Kevin McKinney: A few years ago, I lived in a basement apartment with a roommate who refrigerated mutton stew in lidless containers and played a weekly covers gig at an Irish pub; he therefore spent hours in our living room practicing Steve Miller Band and Van Morrison songs, singing ever more drunkenly without even sharing his Jameson. In that apartment, my bedroom was right next to the furnace, which roared and squeaked and clattered whenever it ran. Needless to say, I didn’t own noise-cancelling headphones, so my listening habits changed drastically over the few months I lived there. No “normal” song made sense—any words or melodies were sure to be drowned out or interrupted—so instead I was listening to harsh noise, Alan Licht’s “Minimal Top Ten / The Next Ten / Minimalism Top Ten III,” and the more extreme strains of free improvisation. Maybe you’ll think this is nonsense, but I’m not sure if I’ve ever felt closer with the music I was listening to than I did then. The songs I loved felt like physical forms, like actual barriers I could hide behind when not much in my home felt under my control.
In their artists’ statement, Anne Guthrie and Billy Gomberg mention the way the noise of a nearby restaurant’s exhaust fan impacted Solum’s recording. Its noise forced the duo either to wait until nighttime to make music, or to record while it was running, reckoning in improvisation with the way it affects their space.
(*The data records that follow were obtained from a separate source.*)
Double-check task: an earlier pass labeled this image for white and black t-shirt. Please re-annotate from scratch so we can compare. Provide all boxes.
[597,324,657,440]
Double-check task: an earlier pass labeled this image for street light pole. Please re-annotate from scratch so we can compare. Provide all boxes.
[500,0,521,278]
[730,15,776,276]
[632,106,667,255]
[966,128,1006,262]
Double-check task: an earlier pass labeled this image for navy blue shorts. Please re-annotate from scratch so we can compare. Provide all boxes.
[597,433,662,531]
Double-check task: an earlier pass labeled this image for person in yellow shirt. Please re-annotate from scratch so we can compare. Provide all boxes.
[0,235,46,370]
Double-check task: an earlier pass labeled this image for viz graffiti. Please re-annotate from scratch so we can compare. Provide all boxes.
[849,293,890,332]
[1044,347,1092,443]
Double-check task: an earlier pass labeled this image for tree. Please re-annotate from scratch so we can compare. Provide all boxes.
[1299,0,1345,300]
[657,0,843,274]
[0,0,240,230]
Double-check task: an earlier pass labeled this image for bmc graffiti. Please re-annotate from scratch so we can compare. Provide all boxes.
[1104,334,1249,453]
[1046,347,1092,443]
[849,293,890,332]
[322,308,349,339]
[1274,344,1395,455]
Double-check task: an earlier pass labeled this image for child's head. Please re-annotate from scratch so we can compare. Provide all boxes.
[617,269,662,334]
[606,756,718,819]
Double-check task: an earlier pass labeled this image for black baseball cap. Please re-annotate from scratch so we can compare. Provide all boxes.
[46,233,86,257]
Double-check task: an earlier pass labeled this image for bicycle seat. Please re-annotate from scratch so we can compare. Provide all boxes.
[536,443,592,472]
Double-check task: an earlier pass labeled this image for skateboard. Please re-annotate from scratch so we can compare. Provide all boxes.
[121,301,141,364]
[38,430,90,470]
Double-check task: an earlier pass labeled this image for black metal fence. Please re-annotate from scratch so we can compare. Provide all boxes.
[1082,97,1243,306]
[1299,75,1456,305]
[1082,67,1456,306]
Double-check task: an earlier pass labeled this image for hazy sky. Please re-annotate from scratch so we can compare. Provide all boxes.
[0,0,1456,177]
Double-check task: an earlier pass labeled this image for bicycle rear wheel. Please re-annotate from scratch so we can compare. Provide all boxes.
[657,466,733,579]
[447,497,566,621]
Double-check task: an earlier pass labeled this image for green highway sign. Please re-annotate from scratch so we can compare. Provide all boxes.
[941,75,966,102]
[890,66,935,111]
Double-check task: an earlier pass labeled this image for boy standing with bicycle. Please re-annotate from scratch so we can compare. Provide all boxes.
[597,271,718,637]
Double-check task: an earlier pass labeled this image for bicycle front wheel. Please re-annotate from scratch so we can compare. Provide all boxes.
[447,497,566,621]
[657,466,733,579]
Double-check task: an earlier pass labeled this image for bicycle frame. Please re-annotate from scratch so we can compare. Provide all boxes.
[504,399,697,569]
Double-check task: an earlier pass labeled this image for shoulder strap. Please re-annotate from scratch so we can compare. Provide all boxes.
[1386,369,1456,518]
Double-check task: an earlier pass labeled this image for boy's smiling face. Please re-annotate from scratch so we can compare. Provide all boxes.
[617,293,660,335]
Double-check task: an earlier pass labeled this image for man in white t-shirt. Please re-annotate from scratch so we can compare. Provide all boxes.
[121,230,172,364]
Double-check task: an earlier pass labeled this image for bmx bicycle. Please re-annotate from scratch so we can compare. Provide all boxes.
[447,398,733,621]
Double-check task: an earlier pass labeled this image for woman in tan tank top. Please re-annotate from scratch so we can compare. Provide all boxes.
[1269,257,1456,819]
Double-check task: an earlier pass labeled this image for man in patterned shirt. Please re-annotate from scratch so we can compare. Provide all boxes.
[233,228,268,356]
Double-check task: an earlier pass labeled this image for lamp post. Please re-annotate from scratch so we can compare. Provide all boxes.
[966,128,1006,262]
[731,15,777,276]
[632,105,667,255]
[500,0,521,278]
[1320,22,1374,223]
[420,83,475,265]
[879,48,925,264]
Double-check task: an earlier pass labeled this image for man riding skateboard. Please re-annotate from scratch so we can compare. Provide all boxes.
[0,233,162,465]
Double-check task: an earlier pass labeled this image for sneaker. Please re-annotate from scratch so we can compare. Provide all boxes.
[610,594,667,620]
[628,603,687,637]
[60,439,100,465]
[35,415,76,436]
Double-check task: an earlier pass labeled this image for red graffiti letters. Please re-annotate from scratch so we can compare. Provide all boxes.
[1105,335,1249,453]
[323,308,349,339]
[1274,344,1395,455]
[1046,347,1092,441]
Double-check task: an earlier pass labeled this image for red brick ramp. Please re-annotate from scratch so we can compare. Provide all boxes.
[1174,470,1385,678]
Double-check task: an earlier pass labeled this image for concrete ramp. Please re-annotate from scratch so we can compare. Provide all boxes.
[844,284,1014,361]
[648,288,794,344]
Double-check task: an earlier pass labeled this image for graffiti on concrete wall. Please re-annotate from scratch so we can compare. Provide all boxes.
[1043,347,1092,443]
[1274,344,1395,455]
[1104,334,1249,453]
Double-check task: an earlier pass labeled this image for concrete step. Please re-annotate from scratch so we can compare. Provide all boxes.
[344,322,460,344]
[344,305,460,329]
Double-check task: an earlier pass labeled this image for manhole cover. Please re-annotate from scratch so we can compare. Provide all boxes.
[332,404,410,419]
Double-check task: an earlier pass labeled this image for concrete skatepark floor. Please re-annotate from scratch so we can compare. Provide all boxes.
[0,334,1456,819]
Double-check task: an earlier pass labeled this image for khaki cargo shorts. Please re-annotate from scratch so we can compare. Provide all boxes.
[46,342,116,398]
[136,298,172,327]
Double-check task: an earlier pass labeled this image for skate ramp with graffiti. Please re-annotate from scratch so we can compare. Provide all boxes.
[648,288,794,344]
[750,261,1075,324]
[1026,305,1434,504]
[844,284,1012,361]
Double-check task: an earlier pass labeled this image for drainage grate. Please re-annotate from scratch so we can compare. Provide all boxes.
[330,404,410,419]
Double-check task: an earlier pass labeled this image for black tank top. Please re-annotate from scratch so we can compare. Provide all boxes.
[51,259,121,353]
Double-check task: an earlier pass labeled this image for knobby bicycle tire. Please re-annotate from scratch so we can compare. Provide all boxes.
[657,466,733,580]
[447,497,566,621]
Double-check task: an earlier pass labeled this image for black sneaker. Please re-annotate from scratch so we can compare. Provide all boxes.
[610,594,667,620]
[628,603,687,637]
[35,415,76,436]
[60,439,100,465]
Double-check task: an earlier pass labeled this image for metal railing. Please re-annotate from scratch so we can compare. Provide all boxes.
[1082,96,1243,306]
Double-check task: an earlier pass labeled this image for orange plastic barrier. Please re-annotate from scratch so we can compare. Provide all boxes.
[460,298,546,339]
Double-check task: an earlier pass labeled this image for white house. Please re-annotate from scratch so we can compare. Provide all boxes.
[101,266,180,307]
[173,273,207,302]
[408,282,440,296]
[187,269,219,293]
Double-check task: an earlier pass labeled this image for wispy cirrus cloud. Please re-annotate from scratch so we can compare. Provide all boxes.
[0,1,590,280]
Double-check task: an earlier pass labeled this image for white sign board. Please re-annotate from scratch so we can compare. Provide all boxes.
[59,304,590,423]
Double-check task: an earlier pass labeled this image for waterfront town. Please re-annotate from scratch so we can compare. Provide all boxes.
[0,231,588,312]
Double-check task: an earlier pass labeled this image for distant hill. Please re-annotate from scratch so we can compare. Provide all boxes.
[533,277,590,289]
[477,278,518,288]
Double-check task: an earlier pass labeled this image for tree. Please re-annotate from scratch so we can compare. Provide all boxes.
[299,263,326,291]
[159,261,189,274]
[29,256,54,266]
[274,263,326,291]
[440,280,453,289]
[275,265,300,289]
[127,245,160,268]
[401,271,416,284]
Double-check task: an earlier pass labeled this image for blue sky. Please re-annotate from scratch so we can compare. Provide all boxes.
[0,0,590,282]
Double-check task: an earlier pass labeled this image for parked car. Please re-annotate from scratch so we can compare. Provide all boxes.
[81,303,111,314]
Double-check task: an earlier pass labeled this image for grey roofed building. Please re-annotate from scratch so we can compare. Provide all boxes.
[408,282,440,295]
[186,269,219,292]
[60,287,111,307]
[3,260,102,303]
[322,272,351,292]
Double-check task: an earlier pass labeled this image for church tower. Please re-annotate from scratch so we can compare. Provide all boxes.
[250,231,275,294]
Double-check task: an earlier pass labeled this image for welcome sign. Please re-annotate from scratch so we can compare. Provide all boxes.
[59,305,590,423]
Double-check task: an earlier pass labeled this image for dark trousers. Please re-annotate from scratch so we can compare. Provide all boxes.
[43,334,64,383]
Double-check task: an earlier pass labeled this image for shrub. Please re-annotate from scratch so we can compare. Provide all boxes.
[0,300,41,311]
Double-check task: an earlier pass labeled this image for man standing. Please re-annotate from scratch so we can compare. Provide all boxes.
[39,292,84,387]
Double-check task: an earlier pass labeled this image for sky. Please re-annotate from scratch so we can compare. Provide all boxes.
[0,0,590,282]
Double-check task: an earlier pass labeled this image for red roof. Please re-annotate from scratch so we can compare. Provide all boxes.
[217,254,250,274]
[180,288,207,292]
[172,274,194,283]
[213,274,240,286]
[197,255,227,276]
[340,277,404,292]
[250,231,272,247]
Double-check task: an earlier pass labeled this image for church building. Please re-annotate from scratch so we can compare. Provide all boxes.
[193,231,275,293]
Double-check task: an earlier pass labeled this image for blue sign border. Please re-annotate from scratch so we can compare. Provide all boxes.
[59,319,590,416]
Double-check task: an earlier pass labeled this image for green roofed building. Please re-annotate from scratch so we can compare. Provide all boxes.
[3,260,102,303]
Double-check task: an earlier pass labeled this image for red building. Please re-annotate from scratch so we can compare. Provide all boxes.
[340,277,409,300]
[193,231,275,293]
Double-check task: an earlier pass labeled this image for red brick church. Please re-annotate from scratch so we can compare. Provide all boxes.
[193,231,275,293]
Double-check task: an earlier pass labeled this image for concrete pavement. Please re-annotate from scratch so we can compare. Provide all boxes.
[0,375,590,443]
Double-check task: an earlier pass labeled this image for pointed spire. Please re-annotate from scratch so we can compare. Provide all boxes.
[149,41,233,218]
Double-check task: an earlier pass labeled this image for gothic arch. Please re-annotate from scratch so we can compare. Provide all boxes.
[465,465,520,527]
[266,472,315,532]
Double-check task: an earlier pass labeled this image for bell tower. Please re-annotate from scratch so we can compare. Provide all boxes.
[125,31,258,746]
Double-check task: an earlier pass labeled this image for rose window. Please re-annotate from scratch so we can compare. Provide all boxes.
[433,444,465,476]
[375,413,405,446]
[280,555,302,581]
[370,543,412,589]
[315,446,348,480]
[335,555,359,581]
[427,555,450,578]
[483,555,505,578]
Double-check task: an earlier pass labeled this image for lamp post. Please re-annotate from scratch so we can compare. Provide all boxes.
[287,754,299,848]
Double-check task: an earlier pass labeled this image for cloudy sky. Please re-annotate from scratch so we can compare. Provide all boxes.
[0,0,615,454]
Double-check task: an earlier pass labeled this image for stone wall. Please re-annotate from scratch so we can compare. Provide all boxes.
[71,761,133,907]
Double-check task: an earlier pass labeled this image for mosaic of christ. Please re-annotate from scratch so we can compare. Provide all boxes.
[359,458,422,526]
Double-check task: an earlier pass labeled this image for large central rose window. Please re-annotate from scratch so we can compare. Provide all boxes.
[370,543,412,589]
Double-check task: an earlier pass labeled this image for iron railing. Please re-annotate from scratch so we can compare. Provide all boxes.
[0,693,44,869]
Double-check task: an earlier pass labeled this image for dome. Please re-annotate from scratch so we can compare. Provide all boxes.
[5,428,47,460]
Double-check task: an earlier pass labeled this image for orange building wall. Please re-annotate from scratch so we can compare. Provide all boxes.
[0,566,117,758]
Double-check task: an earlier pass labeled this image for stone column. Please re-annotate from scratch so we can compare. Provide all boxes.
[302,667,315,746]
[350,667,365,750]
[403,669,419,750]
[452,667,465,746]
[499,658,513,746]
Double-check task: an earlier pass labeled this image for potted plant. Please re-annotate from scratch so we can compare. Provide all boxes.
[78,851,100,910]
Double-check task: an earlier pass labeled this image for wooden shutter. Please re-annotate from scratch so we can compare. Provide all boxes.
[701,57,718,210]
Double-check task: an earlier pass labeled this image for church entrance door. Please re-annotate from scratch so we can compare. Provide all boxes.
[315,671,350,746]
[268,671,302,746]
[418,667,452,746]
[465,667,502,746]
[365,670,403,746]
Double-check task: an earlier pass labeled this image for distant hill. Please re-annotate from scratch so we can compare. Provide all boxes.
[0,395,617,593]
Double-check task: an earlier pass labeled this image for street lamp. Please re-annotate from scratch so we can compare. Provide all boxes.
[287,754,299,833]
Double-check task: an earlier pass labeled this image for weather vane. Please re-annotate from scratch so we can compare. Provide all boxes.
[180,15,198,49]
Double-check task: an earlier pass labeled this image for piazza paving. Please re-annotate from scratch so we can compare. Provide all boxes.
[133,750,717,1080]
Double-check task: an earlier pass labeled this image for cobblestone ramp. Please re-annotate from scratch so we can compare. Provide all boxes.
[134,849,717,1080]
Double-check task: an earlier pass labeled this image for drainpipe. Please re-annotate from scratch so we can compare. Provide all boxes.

Maybe it's because this kind of sense memory has such personal significance for me, but I find one key to Solum in the fifth untitled track, where what I assume must be the exhaust fan is most audible. Here, we hear quiet percussion, scraping, tapping, occasional bursts of electronic interference, Guthrie’s breath through her horn—all alongside the fan’s constant thrum. To me, this track encapsulates Solum’s big question: are Fraufraulein playing with the noise or against it?
Each time I listen to this album, I hear a different shade. I don’t think there’s a way to neatly describe how I feel about Solum except to say that I really like it and that it leaves me feeling unsatisfied and that I think this lack of satisfaction is important to my liking it. There’s a tension that draws me here again and again, a push and pull between comfort and frustration, discord and harmony—between a recording of wind and the microphone’s clipping.
Jinhyung Kim: I haven’t been sleeping too well these days. I usually take a “fake” nap right before (or after) dinner, where I just lie half-awake on my bed for an hour or so—I’m unable to fall asleep but too tired to do much else. In Solum, I hear a soundtrack for the groggy haze I experience during that hour: Anne Guthrie’s voice and horn playing drift ethereally above undulating waves of resonant white noise and restrained found-object splutter; whistling sines and creaking analog signals linger in the fog, drifting in and out of view, while Feldman-esque piano dissonance or Billy Gomberg’s muted bass guitar occasionally anchors the music in a more palpable eeriness. The audio tends to clip, blurring the contours of articulations and producing muffled distortion similar to the sound a microphone picks up in blowing wind. It’s all soothing in a way that isn’t explicitly comforting; Solum is a sonification of the barren yet teeming uncertainty through which I amble in my half-sleep, rather than a palliative for it.